To investigate the relationship between longitudinal changes in body composition and liver disease severity in children with metabolic dysfunction-associated steatotic liver disease (MASLD).
This longitudinal, single-center, retrospective analysis included patients aged <20 years followed for MASLD who had had ≥2 bioelectrical impedance analyses (BIAs) performed. MASLD regression was defined as alanine aminotransferase (ALT) normalization or a decrease of >50% from baseline. Fat and skeletal muscle mass were adjusted for size by calculating respective indices (dividing by height). Logistic and linear regressions were used to determine the independent relationship between changes in body composition over time and serological markers of liver disease severity.
We included 258 patients (75% male, 50% Hispanic) with a median age of 14 years (IQR, 11-16 years) at the time of first BIA. Median body mass index (BMI) z-score at baseline was 2.33 (IQR, 2.04-2.62). Median time from first to last BIA was 12 months (IQR, 6-24 months). A decrease in fat mass index was independently associated with reductions in ALT and gamma glutamyl transferase and increased odds of MASLD regression (OR; 0.55; P < .001). Fat mass index reduction was superior to BMI z-score in predicting MASLD regression. Change in skeletal muscle mass index was not associated with change in ALT or gamma glutamyl transferase.
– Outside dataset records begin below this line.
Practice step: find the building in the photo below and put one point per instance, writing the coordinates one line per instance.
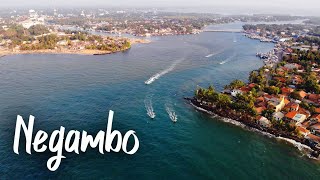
(277, 104)
(278, 116)
(263, 121)
(295, 117)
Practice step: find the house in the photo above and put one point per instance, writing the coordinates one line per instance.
(277, 104)
(235, 92)
(315, 119)
(303, 131)
(302, 94)
(296, 79)
(62, 43)
(286, 91)
(296, 117)
(304, 111)
(259, 110)
(315, 129)
(292, 66)
(317, 110)
(263, 121)
(292, 106)
(314, 98)
(278, 116)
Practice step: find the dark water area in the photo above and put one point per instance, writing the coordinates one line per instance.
(77, 92)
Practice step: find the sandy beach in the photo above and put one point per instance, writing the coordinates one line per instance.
(5, 52)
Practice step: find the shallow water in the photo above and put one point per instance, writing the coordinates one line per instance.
(78, 91)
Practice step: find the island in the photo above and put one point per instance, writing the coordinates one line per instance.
(282, 98)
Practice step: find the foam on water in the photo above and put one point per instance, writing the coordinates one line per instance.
(160, 74)
(306, 150)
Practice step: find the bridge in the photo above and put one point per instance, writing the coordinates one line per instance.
(224, 30)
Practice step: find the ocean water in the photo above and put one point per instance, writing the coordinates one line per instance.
(77, 92)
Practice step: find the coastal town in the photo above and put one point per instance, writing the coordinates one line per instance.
(282, 97)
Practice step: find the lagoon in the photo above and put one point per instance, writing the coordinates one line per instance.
(77, 91)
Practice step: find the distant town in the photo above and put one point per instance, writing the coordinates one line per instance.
(282, 97)
(101, 31)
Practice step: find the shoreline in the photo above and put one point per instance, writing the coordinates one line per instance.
(7, 52)
(311, 152)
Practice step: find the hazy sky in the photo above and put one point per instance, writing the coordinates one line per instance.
(294, 7)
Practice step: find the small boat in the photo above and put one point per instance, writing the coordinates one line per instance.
(172, 115)
(151, 114)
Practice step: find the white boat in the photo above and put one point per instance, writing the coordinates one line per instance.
(149, 108)
(172, 115)
(151, 114)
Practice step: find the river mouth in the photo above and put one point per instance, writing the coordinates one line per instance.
(78, 91)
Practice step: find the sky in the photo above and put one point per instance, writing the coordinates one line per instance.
(293, 7)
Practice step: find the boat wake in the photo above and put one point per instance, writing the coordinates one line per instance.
(149, 108)
(172, 114)
(210, 55)
(158, 75)
(306, 150)
(227, 60)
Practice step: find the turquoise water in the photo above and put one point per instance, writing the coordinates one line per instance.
(78, 91)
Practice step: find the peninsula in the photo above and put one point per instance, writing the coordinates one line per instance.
(39, 39)
(282, 97)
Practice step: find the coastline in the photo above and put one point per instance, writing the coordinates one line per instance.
(240, 120)
(7, 52)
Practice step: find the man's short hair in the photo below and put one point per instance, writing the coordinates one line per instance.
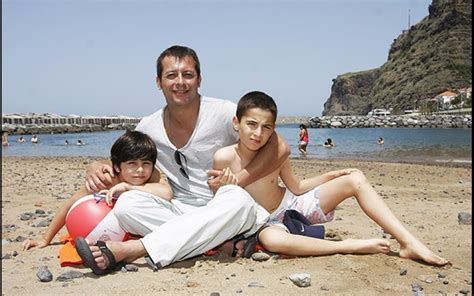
(133, 145)
(256, 99)
(179, 52)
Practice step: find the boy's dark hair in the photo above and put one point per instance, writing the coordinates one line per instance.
(177, 52)
(132, 145)
(256, 99)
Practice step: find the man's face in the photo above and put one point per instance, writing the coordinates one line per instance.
(255, 128)
(179, 80)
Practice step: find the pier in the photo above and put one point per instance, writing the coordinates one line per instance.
(37, 123)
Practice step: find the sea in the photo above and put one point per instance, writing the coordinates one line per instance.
(411, 145)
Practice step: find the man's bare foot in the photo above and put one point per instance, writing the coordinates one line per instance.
(367, 246)
(417, 250)
(228, 247)
(127, 252)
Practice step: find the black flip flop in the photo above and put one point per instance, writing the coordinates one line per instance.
(85, 253)
(249, 247)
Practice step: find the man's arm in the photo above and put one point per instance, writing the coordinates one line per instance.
(269, 158)
(99, 175)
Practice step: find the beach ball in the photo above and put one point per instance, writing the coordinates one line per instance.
(91, 218)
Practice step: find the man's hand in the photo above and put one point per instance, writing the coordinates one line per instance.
(99, 176)
(214, 179)
(218, 178)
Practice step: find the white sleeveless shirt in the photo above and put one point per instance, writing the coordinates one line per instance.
(213, 131)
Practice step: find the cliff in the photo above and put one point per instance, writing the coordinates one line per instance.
(429, 58)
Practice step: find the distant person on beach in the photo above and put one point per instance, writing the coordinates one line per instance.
(133, 156)
(304, 139)
(329, 143)
(34, 139)
(5, 139)
(316, 198)
(187, 132)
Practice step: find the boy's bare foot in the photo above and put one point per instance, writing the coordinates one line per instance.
(417, 250)
(367, 246)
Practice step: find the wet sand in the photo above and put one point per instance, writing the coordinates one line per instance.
(426, 198)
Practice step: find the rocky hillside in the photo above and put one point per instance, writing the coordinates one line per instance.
(431, 57)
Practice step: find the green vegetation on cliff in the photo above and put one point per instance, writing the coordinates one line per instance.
(433, 56)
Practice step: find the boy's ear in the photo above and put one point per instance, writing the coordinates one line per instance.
(235, 123)
(158, 82)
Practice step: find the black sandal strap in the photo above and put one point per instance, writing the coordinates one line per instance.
(103, 248)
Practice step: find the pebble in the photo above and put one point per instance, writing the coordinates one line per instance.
(44, 275)
(9, 227)
(130, 267)
(416, 287)
(256, 285)
(69, 275)
(6, 256)
(324, 288)
(301, 279)
(44, 223)
(20, 238)
(260, 256)
(26, 216)
(464, 218)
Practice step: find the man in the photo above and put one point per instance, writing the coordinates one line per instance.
(187, 132)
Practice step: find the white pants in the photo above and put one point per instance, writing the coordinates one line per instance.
(173, 231)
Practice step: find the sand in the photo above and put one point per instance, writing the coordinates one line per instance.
(426, 198)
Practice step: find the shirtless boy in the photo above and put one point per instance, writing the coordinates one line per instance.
(315, 198)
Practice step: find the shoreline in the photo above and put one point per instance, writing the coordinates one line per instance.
(426, 199)
(453, 163)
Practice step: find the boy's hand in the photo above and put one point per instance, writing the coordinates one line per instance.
(28, 244)
(98, 176)
(228, 177)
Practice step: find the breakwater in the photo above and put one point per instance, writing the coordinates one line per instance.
(47, 123)
(425, 121)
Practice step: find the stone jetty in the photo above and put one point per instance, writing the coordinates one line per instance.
(38, 123)
(425, 121)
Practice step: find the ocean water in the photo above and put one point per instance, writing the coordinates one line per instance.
(418, 145)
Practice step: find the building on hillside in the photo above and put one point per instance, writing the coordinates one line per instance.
(444, 99)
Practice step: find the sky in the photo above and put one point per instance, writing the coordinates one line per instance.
(98, 57)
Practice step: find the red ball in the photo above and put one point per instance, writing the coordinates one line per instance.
(94, 220)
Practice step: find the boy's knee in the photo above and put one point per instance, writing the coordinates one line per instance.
(272, 239)
(357, 178)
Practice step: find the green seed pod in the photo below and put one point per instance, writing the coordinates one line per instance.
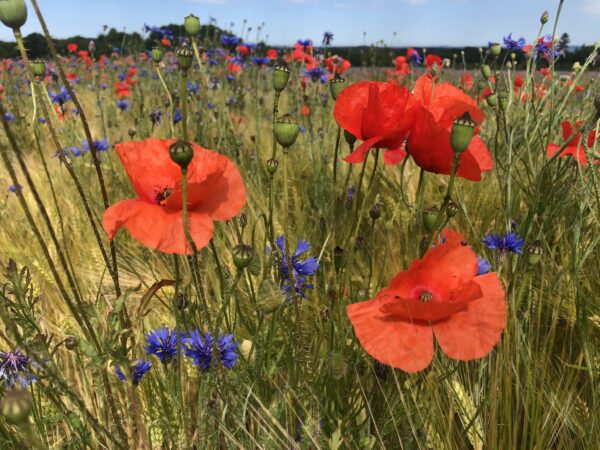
(181, 153)
(272, 165)
(157, 54)
(192, 25)
(16, 404)
(185, 58)
(492, 100)
(462, 132)
(534, 251)
(13, 13)
(242, 255)
(495, 49)
(281, 75)
(338, 256)
(429, 217)
(286, 130)
(486, 71)
(337, 85)
(38, 66)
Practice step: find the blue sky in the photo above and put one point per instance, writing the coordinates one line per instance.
(415, 22)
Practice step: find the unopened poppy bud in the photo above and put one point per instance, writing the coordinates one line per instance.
(281, 75)
(185, 58)
(242, 255)
(337, 85)
(349, 137)
(272, 165)
(534, 250)
(338, 257)
(286, 130)
(451, 209)
(429, 217)
(38, 66)
(492, 100)
(181, 153)
(16, 404)
(495, 49)
(13, 13)
(157, 54)
(486, 71)
(192, 25)
(462, 132)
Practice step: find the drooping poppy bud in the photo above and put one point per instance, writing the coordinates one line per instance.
(157, 55)
(181, 153)
(185, 57)
(286, 130)
(337, 85)
(192, 25)
(429, 217)
(281, 75)
(38, 66)
(462, 133)
(242, 255)
(13, 13)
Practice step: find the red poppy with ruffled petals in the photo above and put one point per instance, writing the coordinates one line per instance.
(429, 141)
(155, 218)
(575, 146)
(376, 113)
(439, 295)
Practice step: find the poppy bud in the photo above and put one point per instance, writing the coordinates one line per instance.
(286, 130)
(338, 256)
(462, 132)
(242, 255)
(272, 165)
(486, 71)
(534, 250)
(349, 137)
(337, 85)
(281, 75)
(157, 55)
(38, 66)
(16, 404)
(495, 49)
(492, 100)
(181, 153)
(451, 209)
(13, 13)
(185, 57)
(429, 217)
(192, 25)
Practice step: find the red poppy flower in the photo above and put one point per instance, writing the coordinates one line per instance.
(575, 145)
(439, 295)
(429, 141)
(376, 113)
(155, 218)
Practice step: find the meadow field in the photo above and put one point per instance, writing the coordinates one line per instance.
(216, 244)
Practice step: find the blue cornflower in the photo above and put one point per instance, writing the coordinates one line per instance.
(123, 105)
(316, 74)
(509, 242)
(15, 366)
(511, 44)
(162, 343)
(483, 265)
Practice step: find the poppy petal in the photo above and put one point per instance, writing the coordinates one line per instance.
(473, 333)
(397, 343)
(158, 227)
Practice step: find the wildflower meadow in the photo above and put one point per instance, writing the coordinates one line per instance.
(215, 243)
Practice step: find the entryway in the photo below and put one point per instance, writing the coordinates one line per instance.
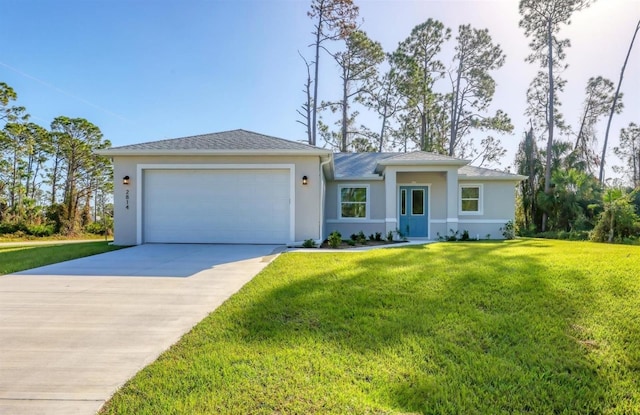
(413, 209)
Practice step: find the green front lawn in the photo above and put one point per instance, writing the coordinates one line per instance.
(20, 258)
(525, 326)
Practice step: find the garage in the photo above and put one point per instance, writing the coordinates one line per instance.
(216, 206)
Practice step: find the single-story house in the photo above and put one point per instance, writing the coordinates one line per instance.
(243, 187)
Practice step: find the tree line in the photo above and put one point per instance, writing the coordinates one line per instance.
(51, 180)
(425, 102)
(422, 102)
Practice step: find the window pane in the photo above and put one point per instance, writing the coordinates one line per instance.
(469, 205)
(470, 192)
(354, 194)
(403, 202)
(417, 202)
(354, 210)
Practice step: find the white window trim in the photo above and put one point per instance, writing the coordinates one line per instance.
(367, 203)
(480, 199)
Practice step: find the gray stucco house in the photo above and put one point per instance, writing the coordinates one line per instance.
(244, 187)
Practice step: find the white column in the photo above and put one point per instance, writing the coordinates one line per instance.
(391, 221)
(452, 199)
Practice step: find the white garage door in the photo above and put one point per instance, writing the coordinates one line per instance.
(216, 206)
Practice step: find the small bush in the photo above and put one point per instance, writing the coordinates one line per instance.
(95, 228)
(10, 228)
(41, 230)
(309, 243)
(335, 239)
(564, 235)
(508, 230)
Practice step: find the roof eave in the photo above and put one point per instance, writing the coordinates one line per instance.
(195, 152)
(374, 177)
(423, 162)
(511, 178)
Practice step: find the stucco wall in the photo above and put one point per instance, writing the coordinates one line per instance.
(307, 198)
(374, 223)
(498, 208)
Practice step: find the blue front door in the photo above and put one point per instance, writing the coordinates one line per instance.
(414, 218)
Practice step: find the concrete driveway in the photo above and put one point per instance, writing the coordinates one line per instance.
(72, 333)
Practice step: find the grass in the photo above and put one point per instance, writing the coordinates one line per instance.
(12, 237)
(525, 326)
(20, 258)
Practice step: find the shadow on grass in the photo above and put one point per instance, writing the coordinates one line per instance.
(456, 328)
(20, 258)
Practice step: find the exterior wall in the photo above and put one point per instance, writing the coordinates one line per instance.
(498, 200)
(375, 222)
(307, 199)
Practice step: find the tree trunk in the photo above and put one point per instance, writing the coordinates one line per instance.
(345, 109)
(315, 80)
(550, 122)
(455, 113)
(584, 119)
(613, 105)
(382, 131)
(423, 132)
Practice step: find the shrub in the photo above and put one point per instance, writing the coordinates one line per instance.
(309, 243)
(95, 228)
(41, 230)
(453, 235)
(508, 230)
(335, 239)
(9, 228)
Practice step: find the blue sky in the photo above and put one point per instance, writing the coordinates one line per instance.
(145, 70)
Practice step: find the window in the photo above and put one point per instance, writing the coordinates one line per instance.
(471, 199)
(417, 202)
(403, 202)
(353, 201)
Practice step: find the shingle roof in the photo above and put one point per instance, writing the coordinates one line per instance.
(481, 172)
(357, 164)
(366, 165)
(420, 156)
(235, 140)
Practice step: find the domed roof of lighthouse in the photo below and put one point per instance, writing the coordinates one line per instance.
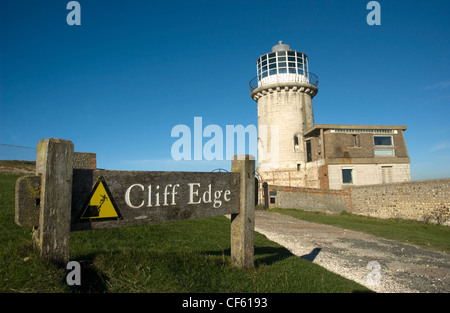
(281, 47)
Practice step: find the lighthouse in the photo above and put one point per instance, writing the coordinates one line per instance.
(283, 90)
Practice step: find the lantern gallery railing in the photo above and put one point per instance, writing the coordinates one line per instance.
(275, 77)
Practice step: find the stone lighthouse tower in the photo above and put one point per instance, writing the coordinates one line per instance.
(283, 89)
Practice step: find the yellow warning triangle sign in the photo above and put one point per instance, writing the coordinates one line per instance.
(100, 205)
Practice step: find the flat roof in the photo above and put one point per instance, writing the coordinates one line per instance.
(341, 126)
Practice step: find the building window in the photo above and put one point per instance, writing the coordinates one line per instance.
(355, 140)
(308, 151)
(382, 140)
(347, 176)
(383, 152)
(296, 142)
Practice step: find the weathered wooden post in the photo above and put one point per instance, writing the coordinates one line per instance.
(243, 223)
(54, 163)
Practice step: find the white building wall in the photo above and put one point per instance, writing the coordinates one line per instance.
(366, 174)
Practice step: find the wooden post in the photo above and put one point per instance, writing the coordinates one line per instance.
(243, 223)
(54, 163)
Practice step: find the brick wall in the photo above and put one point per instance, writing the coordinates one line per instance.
(310, 199)
(417, 200)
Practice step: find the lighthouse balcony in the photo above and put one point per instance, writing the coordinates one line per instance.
(272, 78)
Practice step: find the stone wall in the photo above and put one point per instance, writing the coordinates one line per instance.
(310, 199)
(418, 200)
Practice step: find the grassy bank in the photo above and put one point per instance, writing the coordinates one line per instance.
(434, 237)
(186, 256)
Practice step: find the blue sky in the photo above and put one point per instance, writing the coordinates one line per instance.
(117, 84)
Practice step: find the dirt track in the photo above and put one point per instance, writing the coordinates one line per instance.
(397, 268)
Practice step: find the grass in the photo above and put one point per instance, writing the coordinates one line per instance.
(186, 256)
(433, 237)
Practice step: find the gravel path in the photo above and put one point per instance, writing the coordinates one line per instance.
(379, 264)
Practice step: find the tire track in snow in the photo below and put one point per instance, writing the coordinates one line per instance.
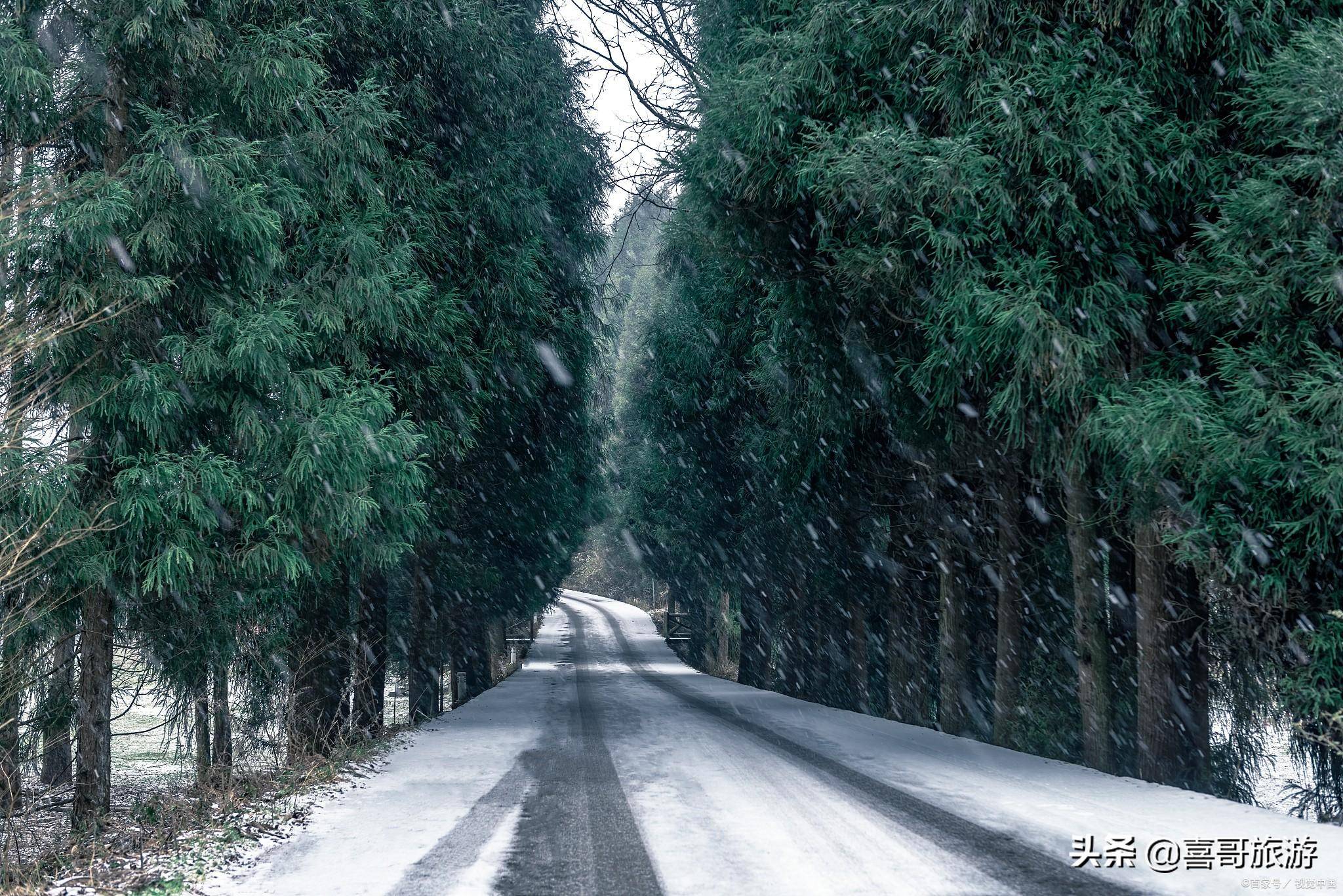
(576, 833)
(998, 855)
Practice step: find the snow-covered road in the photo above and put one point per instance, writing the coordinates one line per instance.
(607, 766)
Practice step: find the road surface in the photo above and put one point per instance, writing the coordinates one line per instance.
(607, 766)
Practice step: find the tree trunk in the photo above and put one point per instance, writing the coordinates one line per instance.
(57, 714)
(222, 751)
(1011, 610)
(93, 735)
(757, 645)
(201, 734)
(857, 644)
(1089, 631)
(93, 756)
(1158, 741)
(371, 682)
(319, 677)
(498, 650)
(469, 657)
(724, 629)
(953, 640)
(908, 673)
(422, 661)
(1190, 695)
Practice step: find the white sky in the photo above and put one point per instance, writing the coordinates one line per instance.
(611, 102)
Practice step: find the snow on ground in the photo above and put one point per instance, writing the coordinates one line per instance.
(606, 752)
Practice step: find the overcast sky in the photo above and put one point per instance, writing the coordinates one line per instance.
(611, 102)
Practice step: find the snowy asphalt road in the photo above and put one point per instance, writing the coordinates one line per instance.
(606, 766)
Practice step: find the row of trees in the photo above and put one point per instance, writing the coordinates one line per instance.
(994, 382)
(296, 345)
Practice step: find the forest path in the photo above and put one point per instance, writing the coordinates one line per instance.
(607, 766)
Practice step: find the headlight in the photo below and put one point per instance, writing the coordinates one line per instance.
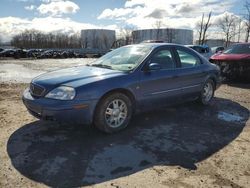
(62, 93)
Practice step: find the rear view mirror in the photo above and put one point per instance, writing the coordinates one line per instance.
(154, 66)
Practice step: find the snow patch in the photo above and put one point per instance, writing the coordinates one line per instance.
(229, 117)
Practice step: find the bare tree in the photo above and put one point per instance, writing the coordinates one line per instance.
(37, 39)
(227, 24)
(200, 28)
(203, 27)
(239, 29)
(247, 19)
(206, 26)
(126, 34)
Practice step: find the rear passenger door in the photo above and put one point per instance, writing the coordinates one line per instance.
(159, 87)
(191, 71)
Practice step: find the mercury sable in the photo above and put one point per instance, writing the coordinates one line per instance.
(130, 79)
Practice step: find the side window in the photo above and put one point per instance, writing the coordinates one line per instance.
(187, 59)
(164, 59)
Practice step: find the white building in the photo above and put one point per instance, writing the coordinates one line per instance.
(170, 35)
(101, 39)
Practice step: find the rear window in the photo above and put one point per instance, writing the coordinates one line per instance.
(238, 49)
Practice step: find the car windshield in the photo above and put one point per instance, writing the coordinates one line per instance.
(238, 49)
(123, 59)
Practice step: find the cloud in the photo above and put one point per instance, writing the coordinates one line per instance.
(31, 7)
(158, 14)
(172, 13)
(58, 7)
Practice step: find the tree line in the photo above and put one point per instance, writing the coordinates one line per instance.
(230, 26)
(38, 39)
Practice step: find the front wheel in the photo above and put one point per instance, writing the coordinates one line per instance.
(207, 92)
(113, 113)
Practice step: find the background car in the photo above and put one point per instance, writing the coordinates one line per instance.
(202, 49)
(217, 49)
(234, 61)
(125, 81)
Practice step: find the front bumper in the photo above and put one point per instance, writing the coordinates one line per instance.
(72, 111)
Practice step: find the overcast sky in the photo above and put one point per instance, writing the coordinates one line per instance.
(71, 16)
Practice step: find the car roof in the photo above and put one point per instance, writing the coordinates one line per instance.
(155, 45)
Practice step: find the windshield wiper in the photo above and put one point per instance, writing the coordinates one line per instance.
(100, 65)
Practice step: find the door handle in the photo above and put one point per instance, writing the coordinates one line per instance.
(175, 76)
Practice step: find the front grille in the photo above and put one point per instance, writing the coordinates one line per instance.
(36, 90)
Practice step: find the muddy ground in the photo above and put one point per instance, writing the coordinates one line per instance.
(183, 146)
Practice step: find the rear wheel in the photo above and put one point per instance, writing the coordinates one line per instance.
(207, 92)
(113, 113)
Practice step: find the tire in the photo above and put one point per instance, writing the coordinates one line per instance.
(113, 113)
(207, 92)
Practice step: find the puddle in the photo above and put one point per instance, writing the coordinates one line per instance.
(229, 117)
(17, 73)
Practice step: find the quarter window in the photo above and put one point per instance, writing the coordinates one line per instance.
(187, 59)
(164, 59)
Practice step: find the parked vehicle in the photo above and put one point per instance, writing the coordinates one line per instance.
(33, 53)
(234, 62)
(125, 81)
(202, 49)
(7, 53)
(217, 49)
Changes in fat mass, not skeletal muscle mass, are associated with serological markers of liver injury in youth with MASLD. Fat mass changes outperform BMI z-score changes in predicting MASLD regression. BIA can serve as an adjunct biomarker of liver disease progression.
探讨代谢功能障碍相关脂肪性肝病(MASLD)患儿身体成分的纵向变化与肝病严重程度之间的关系。
这项纵向、单中心回顾性分析纳入了年龄小于20岁、因MASLD接受随访且进行了≥2次生物电阻抗分析(BIA)的患者。MASLD缓解定义为丙氨酸氨基转移酶(ALT)恢复正常或较基线水平降低>50%。通过计算各自的指数(除以身高)对脂肪和骨骼肌质量进行大小调整。采用逻辑回归和线性回归来确定身体成分随时间的变化与肝病严重程度的血清学标志物之间的独立关系。
我们纳入了258例患者(75%为男性,50%为西班牙裔),首次BIA时的中位年龄为14岁(四分位间距,11 - 16岁)。基线时的中位体重指数(BMI)z评分是2.33(四分位间距,2.04 - 2.62)。从首次到末次BIA的中位时间为12个月(四分位间距,6 - 24个月)。脂肪质量指数降低与ALT和γ-谷氨酰转移酶降低以及MASLD缓解几率增加独立相关(比值比;0.55;P <.001)。在预测MASLD缓解方面,脂肪质量指数降低优于BMI z评分。骨骼肌质量指数的变化与ALT或γ-谷氨酰转移酶的变化无关。
在患有MASLD的青少年中,脂肪质量的变化而非骨骼肌质量的变化与肝损伤的血清学标志物相关。在预测MASLD缓解方面,脂肪质量变化优于BMI z评分变化。BIA可作为肝病进展的辅助生物标志物。